Le mal-être de l'adolescent, les changements d'attitude, l'isolement, le repli sur soi, la consommation de produits toxiques, les conduites à risques de manière générale peuvent être des indicateurs. "Les réseaux sociaux ont indiscutablement aggravé les choses, explique David Soffer, mais ils ont aussi des bons côtés, car ils améliorent la capacité d'interaction entre les jeunes. On ne sait pas ce qu'il s'y passe, mais ils peuvent permettre aussi d'éviter une forme d'isolement." Ce qui pose question, selon le pédopsychiatre, c'est le contenu des échanges et c'est ce sur quoi, il faudrait selon lui opérer un contrôle.
Faut-il interdire les réseaux sociaux à ses enfants pour les protéger du risque de suicide ?

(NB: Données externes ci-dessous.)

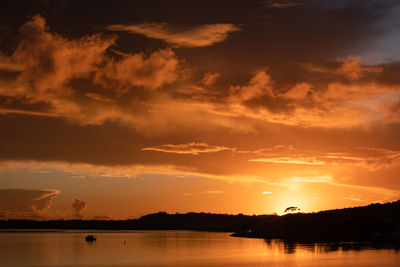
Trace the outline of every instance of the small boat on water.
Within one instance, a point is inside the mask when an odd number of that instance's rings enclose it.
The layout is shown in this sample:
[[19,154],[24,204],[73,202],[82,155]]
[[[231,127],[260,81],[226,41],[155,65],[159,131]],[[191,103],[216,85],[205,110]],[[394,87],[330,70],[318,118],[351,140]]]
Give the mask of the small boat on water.
[[85,241],[86,241],[86,242],[93,242],[93,241],[96,241],[96,237],[95,237],[94,235],[87,235],[87,236],[85,237]]

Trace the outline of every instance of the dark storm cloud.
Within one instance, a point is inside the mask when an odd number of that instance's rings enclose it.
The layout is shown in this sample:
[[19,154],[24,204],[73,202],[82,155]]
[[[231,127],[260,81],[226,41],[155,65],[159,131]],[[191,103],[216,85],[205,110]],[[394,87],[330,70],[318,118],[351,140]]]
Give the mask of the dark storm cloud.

Impossible et contre-productif affirme ce spécialiste. "Il vaut mieux exercer ouvertement un contrôle, mais ne pas le faire en cachette, pas comme un enquêteur, mais comme un accompagnant. Dire à son enfant que Snapshat ou TikTok ne sont pas des carnets intimes dont les adultes doivent respecter le secret, mais bien des espaces publics sur lesquels les parents ont aussi un droit de regard."

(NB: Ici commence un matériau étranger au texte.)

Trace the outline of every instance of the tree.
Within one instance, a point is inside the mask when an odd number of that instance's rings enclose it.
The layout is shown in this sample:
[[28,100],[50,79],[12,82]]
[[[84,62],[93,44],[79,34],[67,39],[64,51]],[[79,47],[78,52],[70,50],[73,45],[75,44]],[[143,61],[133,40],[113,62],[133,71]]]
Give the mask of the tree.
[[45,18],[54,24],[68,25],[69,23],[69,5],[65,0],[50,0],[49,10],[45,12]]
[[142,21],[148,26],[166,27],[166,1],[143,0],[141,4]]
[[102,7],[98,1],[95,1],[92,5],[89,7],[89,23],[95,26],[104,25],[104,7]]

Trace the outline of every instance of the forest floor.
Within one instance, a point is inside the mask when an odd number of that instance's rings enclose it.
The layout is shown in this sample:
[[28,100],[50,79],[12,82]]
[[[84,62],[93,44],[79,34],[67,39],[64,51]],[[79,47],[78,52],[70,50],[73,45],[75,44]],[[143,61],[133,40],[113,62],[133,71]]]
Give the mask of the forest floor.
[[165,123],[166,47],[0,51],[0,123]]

Pour David Soffer, il serait même pertinent d'utiliser les réseaux sociaux pour diffuser des messages d'information et de prévention du suicide dont les jeunes pourraient s'emparer. Il prend pour exemple la série américaine "13 raisons pour mourir " vue comme une incitation au suicide des jeunes : "face à la levée de boucliers, la production a immédiatement lancé des messages d'information sur les réseaux avec un numéro d'appel - l'équivalent du 3114 en France - et à la suite de la diffusion de chaque épisode des gens appelaient pour parler d'eux ou pour évoquer la situation d'un ami."

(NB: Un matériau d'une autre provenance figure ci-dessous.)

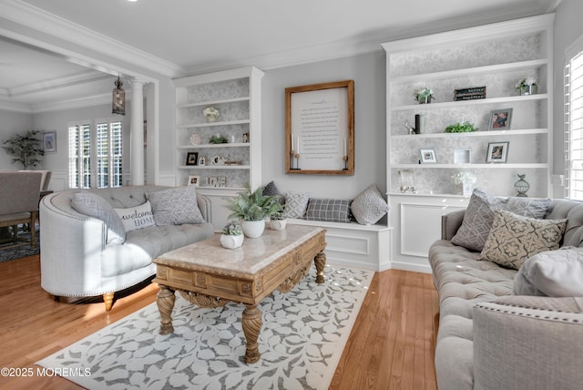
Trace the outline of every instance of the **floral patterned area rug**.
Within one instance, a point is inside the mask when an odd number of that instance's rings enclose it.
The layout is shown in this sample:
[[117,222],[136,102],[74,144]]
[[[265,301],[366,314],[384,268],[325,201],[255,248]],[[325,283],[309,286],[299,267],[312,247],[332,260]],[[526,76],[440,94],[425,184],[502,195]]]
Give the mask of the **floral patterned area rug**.
[[36,364],[89,389],[327,389],[373,272],[315,268],[259,305],[261,359],[244,363],[243,305],[202,309],[177,293],[174,333],[159,334],[156,303]]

En quoi le harcèlement scolaire peut-il induire des comportements suicidaires ?
Pour David Soffer, le harcèlement scolaire n'a rien de nouveau, c'est une pratique ancienne, mais il a trouvé une caisse de résonance puissante et dangereuse avec les réseaux sociaux. "Qui n'a pas subi de moqueries dans la cour d'école ? C'est consubstantiel à l'adolescent et cela participe de son développement", explique le directeur d'ASMA, "mais autrefois cela s'arrêtait en arrivant à la maison. Aujourd'hui l'acharnement se poursuit bien au-delà et ce qui est dangereux ce sont les humiliations répétées, sans empathie. Parce que l'effet de groupe déculpabilise les auteurs en diluant la responsabilité de chacun. Cette dilution a des effets désastreux"
Quels conseils donner aux parents ?
Ne jamais rompre le lien avec son adolescent, affirme David Soffer. "Le jeune qui s'en sortira est celui qui a des ressources, de la famille, des cousins, des voisins et des amis dans différents cercles, comme celui du sport ou des loisirs. C'est celui qui a confiance en des adultes de son entourage". La vigilance semble être un rempart indispensable et elle s'étend jusque dans l'armoire à pharmacie du foyer.
Si internet permet une recherche facile de modes opératoires pour mettre fin à ses jours, David Soffer rappelle que le paracétamol reste le moyen létal le plus fréquemment utilisé dans les tentatives de suicide chez les jeunes.